Para terminar esta crónica quiero citar las palabras finales del presentador del libro, el Dr. Roberto Méndez, en las que recoge certeramente la aciaga situación del momento, dado lo anunciado por el presidente Trump ese mismo día en contra de todo lo que ya se ha avanzado en las relaciones entre Estados Unidos y Cuba: “La historia siempre inquieta cambia a veces las circunstancias, a veces parece contradecirnos… y no se preocupe su Eminencia porque el bien que se hace siempre queda”.

Finalmente, quiero decir que estoy muy de acuerdo con lo que también expresó el Dr. Roberto Méndez en el sentido de que este es un libro para conservar y estudiar porque es muy valioso para la espiritualidad de nuestro tiempo; y añadiría yo que constituye, además, una eficaz herramienta para enfrentar lo que se nos viene encima por causa de las amenazas de Donald Trump. Así lo pienso y así lo expreso en mi derecho a opinar, con mis respetos para el pensamiento diferente y sin querer ofender a nadie en particular.

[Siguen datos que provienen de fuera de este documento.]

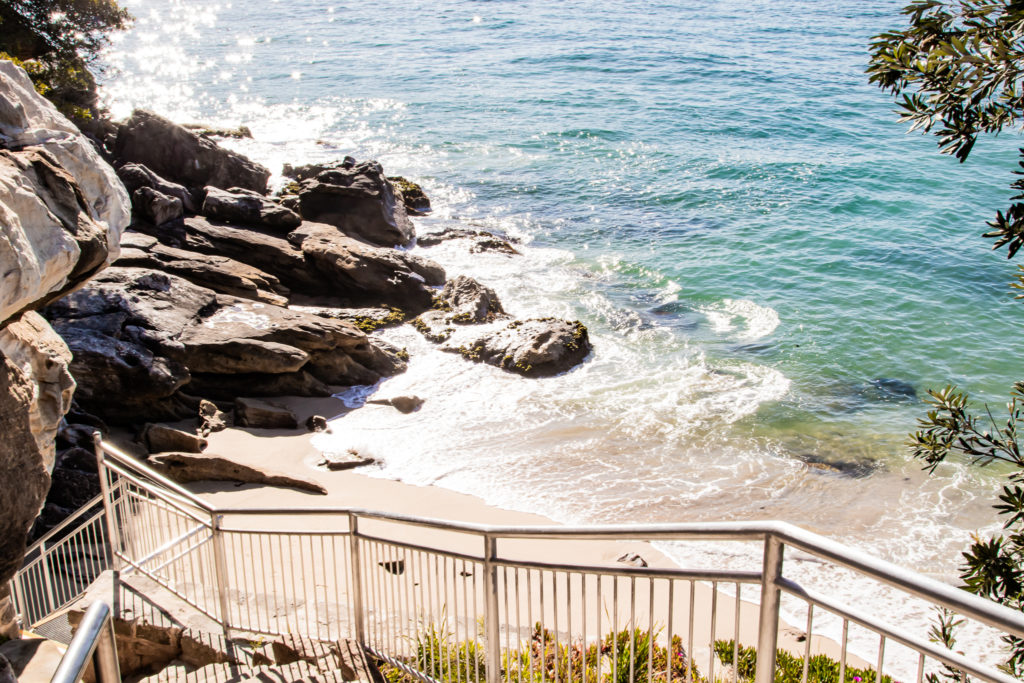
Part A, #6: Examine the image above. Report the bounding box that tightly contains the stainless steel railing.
[50,601,121,683]
[11,496,111,628]
[14,439,1024,683]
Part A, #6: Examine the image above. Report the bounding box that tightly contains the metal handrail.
[50,600,121,683]
[90,435,1024,683]
[25,494,103,557]
[215,507,1024,637]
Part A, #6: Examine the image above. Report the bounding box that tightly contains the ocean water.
[101,0,1024,671]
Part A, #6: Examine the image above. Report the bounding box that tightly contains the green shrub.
[715,640,893,683]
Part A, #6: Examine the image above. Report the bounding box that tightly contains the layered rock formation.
[0,60,129,636]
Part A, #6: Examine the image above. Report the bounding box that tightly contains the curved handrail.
[50,600,121,683]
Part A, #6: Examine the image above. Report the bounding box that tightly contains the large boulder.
[0,148,123,321]
[202,186,302,232]
[0,59,131,245]
[299,161,416,247]
[113,110,270,193]
[0,311,75,469]
[443,318,591,377]
[0,312,74,637]
[115,231,289,306]
[0,59,124,639]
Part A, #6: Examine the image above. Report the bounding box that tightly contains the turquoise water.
[97,0,1024,663]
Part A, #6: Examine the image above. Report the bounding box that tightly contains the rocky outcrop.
[202,187,302,232]
[46,267,404,422]
[0,312,75,469]
[0,60,130,245]
[131,187,184,225]
[443,318,591,377]
[0,60,129,637]
[298,161,416,247]
[132,216,328,294]
[115,231,291,306]
[112,110,270,194]
[288,222,444,312]
[0,350,50,638]
[439,275,505,325]
[118,164,199,213]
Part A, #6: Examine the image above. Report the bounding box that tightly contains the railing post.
[92,431,121,575]
[757,533,786,683]
[210,512,231,634]
[348,513,368,647]
[483,533,502,683]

http://www.poresto.net/ver_nota.php?zona=yucatan&idSeccion=22&idTitulo=568235

Mi crónica de entonces en que comento el libro Encuentro, diálogo y acuerdo, del cardenal Jaime Ortega y Alamino, recoge el análisis y el testimonio de quizás el más significativo hecho de los últimos años para la Revolución cubana, que ha sido el restablecimiento de las relaciones diplomáticas entre Estados Unidos y Cuba, que cuando escribo el presente capítulo se encuentran en una nueva crisis provocada por la acción perversa del actual presidente de los Estados Mr. Trump. Veremos hasta dónde puede llegar este asunto.

Unicornio, domingo 16 de septiembre del 2018.